Like numerous forms of tea, Darjeeling tea is black tea, and the name refers principally to the region where it is grown. Therefore, it’s now possible to find Darjeeling white tea and green tea, though these are certainly found in lesser amounts. Concern also exists regarding the purity of Darjeeling tea. Only about 25% of the tea sold as Darjeeling is actually 100% pure and grown in the specified locations. Companies that sell the tea inexpensively may mix it with other types of tea.
When you can get 100% pure Darjeeling tea, there are three varieties to choose from, generally named after the time at which it is harvested. First flush is a light, fruity tea, picked in March. Many like this as an afternoon tea, since it is a sweeter tea. Second flush refers to the second harvesting of the tea in early summer or late spring. Since the tea leaves have had time to mature, they produce a darker tea when brewed, and have a much stronger taste. Some note a fruity muscatel flavor in second flush Darjeeling tea.

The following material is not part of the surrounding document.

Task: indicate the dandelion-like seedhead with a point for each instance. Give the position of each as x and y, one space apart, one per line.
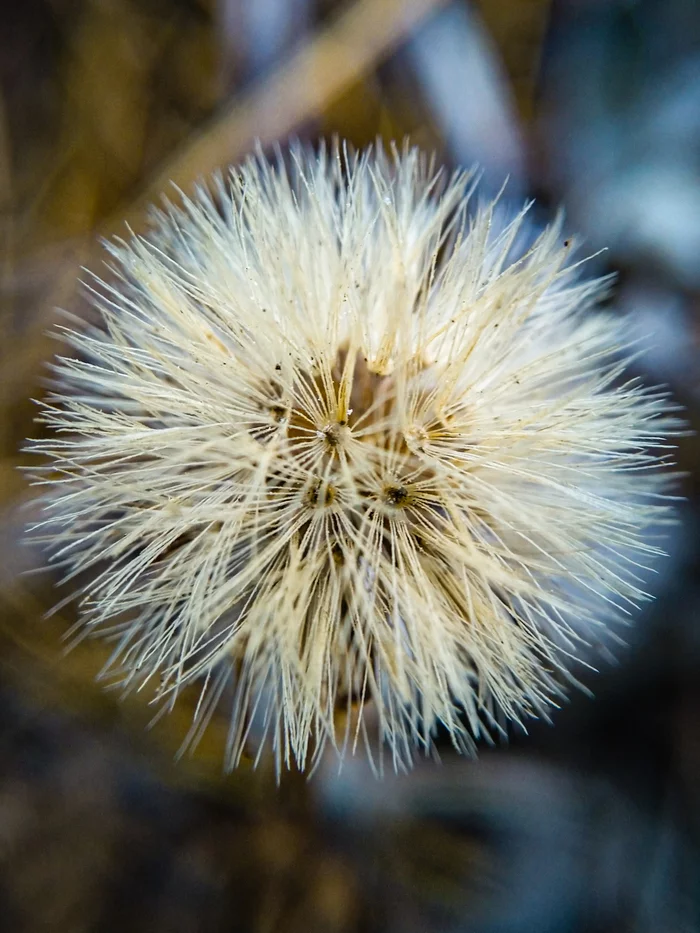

Autumn flush is less common, and refers to tea leaves picked in the fall. As the tea ages, and particularly as it is exposed to rains, some of the flavor of the tea is stripped from the leaves. Autumn flush is less acidic, lighter in color and some find it comparable to first flush.
Though only about 3% of tea exported from India is Darjeeling, production and growth of the tea employs a number of people in West Bengal, over 50,000. It can also take patience to farm the tea, since it may require up to ten years for a new tea bush to be ready for harvesting. Indian growers must compete with those growers who market their tea as Darjeeling when it is no such thing. For instance, similar teas, though not quite the same to the tea expert, have been grown in Kenya and Sri Lanka. To pass certification from Indian standards, only tea grown and processed in Darjeeling can be considered a true version of the tea.